Comics industry observers are used to seeing publishers tout exclusive contracts with creators, but with its latest personnel news, Valiant Entertainment has aimed for quality and quantity. In advance of this weekend’s C2E2 convention in Chicago, Valiant has announced an impressive 15 new or renewed exclusive agreements with artists (line artists and colorists). CBR has the exclusive first details.
Here’s the full list: Raul Allen (currently working on “Wrath of the Eternal Warrior”), David Baron (colorist on “Divinity II” and “Bloodshot Reborn”), Diego Bernard (“Ninjak”), Doug Braithwaite (“Ninjak”), CAFU (“Rai”), Khari Evans (“Imperium”), Robert Gill (“4001 A.D.: Shadowman”), Trevor Hairsine (“Divinity II”), Clayton Henry (“4001 AD: X-O Manowar”), David Lafuente (“A&A: The Adventures of Archer & Armstrong”), Lewis LaRosa (“Bloodshot Reborn”), Pere Perez (former “Archer & Armstrong” artist said to be working on a “top secret” project), Brian Reber (colorist on “A&A” and “Bloodshot Reborn”), Juan Jose Ryp (“Wrath of the Eternal Warrior”) and Mico Suayan (“Bloodshot Reborn”).
Each creator was already announced as contributing to current or had illustrated past Valiant projects, and some of the exclusive deals had previously been made public or are extensions of prior deals. But by publicizing this full list, Valiant makes a clear statement on the importance of locking down its talent roster, as well as the creators’ apparent enthusiasm for sticking with the publisher.
“Since Valiant returned to publishing in 2012, we’ve emphasized two goals above all others: to make the best and most accessible comics anywhere on the stands, and to foster the most creator-friendly environment possible for the amazing collections of writers, pencilers, inkers, colorists, and letterers that call Valiant home,” Valiant CEO & Chief Creative Officer Dinesh Shamdasani said in a statement. “In the intervening years, many have attempted to duplicate the ethos behind Valiant’s approach and few, if any have, succeeded. Today’s announcement only reinforces what our fans, critics, and creators have known all along: that Valiant has assembled one of the most formidable teams in recent memory and that Valiant’s dedication to excellence is matched only by the vision of our creators.”

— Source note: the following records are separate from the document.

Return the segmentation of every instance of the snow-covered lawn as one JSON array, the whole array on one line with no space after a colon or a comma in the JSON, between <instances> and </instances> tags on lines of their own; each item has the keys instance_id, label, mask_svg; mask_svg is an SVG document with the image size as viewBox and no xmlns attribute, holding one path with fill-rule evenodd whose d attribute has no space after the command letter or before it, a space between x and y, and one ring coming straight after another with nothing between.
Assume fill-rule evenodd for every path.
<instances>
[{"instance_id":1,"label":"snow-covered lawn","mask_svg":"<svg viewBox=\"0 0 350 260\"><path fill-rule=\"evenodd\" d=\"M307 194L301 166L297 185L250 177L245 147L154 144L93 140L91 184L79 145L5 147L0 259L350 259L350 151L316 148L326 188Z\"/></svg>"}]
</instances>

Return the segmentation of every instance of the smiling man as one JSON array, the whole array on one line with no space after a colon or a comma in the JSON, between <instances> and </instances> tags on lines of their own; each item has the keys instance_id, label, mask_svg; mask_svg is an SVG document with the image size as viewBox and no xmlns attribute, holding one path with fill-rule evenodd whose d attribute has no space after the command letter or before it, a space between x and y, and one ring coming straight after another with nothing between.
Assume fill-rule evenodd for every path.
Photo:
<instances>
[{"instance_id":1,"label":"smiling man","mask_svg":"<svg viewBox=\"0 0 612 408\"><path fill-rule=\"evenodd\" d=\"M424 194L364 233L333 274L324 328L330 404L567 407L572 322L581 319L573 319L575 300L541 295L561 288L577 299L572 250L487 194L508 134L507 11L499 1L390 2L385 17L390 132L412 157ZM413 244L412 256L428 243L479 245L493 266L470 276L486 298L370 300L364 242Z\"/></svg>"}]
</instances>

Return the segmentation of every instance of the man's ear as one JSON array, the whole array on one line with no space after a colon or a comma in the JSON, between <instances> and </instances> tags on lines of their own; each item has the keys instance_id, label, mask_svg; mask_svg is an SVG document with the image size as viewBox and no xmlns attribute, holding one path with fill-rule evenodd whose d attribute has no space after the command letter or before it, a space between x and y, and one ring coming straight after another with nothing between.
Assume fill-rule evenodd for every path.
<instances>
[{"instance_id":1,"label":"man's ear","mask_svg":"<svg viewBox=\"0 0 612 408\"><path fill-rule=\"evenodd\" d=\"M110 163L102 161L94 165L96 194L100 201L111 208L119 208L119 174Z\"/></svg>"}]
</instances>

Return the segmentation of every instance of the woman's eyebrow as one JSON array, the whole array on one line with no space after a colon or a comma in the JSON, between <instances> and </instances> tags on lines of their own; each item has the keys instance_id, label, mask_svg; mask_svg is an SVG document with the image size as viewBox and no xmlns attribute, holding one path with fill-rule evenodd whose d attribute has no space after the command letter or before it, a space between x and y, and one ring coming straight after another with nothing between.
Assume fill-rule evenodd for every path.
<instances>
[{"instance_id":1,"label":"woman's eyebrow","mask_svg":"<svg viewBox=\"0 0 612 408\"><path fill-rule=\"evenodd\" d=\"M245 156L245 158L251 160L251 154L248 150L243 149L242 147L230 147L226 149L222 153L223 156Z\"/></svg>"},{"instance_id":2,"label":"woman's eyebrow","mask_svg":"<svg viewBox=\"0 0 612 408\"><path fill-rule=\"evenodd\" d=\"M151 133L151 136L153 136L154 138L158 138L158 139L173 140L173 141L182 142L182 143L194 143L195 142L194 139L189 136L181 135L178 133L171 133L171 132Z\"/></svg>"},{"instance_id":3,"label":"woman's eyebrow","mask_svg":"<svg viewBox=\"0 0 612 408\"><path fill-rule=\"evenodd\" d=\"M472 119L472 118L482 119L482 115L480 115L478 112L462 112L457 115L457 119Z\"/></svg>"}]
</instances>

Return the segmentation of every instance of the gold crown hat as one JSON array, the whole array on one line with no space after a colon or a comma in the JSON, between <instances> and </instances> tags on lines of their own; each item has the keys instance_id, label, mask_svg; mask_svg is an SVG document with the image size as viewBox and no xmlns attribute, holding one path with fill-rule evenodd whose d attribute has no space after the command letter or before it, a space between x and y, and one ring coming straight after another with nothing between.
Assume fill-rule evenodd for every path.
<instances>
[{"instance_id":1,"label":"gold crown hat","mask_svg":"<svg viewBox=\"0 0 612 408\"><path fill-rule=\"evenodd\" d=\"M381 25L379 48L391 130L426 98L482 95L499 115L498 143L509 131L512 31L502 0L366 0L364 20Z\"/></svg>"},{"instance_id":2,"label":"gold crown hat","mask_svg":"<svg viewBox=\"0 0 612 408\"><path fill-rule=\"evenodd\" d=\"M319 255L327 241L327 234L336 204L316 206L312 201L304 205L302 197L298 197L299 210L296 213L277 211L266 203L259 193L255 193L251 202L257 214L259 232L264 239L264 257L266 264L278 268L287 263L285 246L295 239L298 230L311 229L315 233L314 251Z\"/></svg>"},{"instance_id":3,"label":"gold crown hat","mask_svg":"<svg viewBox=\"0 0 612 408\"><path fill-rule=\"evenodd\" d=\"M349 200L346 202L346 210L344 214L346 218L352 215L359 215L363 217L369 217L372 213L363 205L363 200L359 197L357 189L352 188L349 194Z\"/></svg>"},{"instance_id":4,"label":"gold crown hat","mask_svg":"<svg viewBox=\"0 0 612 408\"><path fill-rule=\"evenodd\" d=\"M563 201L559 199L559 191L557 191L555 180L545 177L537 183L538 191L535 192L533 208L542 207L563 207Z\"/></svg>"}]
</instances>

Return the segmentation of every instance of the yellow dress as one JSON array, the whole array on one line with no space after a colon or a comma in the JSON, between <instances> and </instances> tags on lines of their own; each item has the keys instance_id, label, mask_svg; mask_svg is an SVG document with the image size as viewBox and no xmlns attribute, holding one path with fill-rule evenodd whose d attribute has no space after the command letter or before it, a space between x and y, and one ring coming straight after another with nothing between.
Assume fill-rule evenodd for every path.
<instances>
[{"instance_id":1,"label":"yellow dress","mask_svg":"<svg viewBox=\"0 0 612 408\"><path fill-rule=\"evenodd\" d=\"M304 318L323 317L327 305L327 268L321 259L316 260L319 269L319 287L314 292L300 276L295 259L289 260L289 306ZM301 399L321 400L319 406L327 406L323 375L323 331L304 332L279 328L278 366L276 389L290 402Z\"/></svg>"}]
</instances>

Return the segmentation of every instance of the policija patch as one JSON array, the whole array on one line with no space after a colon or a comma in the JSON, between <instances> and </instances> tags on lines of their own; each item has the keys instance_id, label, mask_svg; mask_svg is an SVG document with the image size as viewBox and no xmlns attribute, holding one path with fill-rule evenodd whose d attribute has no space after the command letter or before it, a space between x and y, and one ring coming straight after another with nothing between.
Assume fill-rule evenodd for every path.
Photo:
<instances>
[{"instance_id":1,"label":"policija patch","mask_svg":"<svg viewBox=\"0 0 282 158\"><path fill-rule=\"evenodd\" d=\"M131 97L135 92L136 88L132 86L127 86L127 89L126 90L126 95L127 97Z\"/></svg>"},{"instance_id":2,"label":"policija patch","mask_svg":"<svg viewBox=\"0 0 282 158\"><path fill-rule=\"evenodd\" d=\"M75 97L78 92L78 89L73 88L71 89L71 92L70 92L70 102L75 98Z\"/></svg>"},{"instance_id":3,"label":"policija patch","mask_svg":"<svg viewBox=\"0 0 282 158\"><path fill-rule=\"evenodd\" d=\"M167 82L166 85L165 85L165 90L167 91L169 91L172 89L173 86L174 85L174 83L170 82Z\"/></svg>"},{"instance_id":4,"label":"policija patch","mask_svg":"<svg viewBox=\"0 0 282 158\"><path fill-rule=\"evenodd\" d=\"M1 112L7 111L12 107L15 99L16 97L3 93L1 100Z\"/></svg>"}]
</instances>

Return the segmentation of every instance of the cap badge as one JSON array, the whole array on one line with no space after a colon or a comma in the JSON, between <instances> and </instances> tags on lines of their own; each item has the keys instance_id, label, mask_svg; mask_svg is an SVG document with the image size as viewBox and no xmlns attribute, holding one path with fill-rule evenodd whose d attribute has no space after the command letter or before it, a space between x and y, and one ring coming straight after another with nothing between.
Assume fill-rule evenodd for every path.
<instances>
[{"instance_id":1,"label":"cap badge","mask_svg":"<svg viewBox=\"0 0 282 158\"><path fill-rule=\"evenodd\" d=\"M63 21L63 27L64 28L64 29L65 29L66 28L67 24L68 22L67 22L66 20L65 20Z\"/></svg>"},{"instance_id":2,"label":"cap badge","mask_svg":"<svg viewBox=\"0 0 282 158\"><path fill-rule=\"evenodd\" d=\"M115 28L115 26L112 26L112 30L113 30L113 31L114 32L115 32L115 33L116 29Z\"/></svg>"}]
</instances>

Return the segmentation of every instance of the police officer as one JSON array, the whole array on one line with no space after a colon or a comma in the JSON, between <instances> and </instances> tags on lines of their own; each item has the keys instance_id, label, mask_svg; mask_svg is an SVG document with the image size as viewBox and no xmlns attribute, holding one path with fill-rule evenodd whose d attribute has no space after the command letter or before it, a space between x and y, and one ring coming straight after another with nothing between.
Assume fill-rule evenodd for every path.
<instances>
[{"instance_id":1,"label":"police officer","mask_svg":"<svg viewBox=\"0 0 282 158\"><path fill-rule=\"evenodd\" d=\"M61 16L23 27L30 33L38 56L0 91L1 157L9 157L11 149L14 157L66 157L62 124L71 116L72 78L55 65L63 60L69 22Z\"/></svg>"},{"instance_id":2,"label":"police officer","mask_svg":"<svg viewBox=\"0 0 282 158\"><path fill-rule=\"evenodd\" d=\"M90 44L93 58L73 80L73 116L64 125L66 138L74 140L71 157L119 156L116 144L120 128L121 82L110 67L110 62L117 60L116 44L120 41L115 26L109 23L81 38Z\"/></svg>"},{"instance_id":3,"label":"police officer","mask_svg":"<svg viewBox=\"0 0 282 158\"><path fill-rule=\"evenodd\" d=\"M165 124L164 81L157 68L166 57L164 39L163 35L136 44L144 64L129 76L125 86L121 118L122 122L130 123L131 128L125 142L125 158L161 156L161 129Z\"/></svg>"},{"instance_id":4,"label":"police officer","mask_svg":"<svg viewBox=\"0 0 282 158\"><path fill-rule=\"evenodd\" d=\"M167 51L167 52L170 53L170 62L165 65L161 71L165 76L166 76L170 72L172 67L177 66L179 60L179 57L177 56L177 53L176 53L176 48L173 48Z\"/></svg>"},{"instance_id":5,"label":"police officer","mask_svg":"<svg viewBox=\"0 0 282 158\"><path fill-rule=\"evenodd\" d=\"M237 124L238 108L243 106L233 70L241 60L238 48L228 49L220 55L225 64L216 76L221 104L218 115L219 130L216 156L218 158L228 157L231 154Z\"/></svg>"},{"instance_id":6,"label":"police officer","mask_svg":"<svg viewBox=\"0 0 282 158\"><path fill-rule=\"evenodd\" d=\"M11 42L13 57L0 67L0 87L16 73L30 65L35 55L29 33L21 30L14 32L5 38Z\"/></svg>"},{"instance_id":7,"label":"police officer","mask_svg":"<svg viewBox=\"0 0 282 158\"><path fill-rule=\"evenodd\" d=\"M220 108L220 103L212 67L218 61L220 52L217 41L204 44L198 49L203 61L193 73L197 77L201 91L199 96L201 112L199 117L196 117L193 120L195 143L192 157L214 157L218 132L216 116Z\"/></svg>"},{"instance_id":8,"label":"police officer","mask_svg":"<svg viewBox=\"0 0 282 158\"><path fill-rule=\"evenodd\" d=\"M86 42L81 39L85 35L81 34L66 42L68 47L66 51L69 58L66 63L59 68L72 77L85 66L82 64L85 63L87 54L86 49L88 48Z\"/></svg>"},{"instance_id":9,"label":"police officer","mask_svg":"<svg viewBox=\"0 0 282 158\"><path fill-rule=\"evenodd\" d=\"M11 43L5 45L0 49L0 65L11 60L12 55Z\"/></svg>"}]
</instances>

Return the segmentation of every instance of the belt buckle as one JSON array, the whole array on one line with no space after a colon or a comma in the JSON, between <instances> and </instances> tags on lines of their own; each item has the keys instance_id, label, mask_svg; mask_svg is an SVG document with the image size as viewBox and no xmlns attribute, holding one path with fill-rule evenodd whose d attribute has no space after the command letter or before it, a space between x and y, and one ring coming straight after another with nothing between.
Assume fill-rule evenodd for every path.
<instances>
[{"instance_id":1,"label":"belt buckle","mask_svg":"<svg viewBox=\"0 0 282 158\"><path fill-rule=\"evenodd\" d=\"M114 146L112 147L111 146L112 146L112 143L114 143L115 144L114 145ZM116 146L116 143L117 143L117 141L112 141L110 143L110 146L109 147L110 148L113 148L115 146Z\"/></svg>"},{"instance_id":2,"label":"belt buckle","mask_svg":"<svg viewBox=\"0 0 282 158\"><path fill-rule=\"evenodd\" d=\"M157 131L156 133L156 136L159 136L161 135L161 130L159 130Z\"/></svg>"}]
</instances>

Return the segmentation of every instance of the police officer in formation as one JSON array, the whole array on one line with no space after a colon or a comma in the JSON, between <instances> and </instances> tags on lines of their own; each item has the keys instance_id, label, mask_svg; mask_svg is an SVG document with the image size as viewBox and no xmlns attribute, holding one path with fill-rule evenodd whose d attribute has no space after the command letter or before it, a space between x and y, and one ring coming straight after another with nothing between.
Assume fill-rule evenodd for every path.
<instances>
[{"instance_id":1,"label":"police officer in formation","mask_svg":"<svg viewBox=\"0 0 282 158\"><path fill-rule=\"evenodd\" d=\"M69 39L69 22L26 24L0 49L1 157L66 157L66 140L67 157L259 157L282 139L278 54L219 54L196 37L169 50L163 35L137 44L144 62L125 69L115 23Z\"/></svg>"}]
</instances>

The current incarnation of Valiant — which launched in 2012 as a fresh-start revival of the characters and concepts from the original Valiant, which started publishing in 1992 — has gained a reputation for a “Moneyball”-esque approach to talent, recruiting creators that may have been undervalued at Marvel or DC Comics. Many of the 15 artists on Valiant’s exclusive list had earlier gained notoriety at Marvel or DC, including Lafuente, Henry and Braithwaite.
“It has taken patience, teamwork, and many late nights to make Valiant into one of the industry’s driving forces, but, from our first issue onward, we’ve been exceptionally fortunate in one regard: each and every one of our creators treats their respective title as their number-one priority, not the third or fourth most important project they might happen to be working on that week,” Valiant Editor-in-Chief Warren Simons said in a statement.
Though Valiant’s sales remain modest compared to larger publishers — in February 2016’s Diamond direct market sales charts, the company was No. 9 in overall unit share and No. 13 in overall dollar share — the publisher has had a notable hit already in 2016 with “Faith” by writer Jody Houser and artists Francis Portela and Marguerite Savauge, which has seen four printings of its first issue. Last year, it was announced that Chinese company DMG Entertainment had made a nine-figure investment into Valiant with an eye on developing its properties for film, starting with “Bloodshot.”
Valiant is slated to talk more about its creative lineup this Saturday at C2E2, during its “Valiant: 4001 A.D. and Beyond” panel.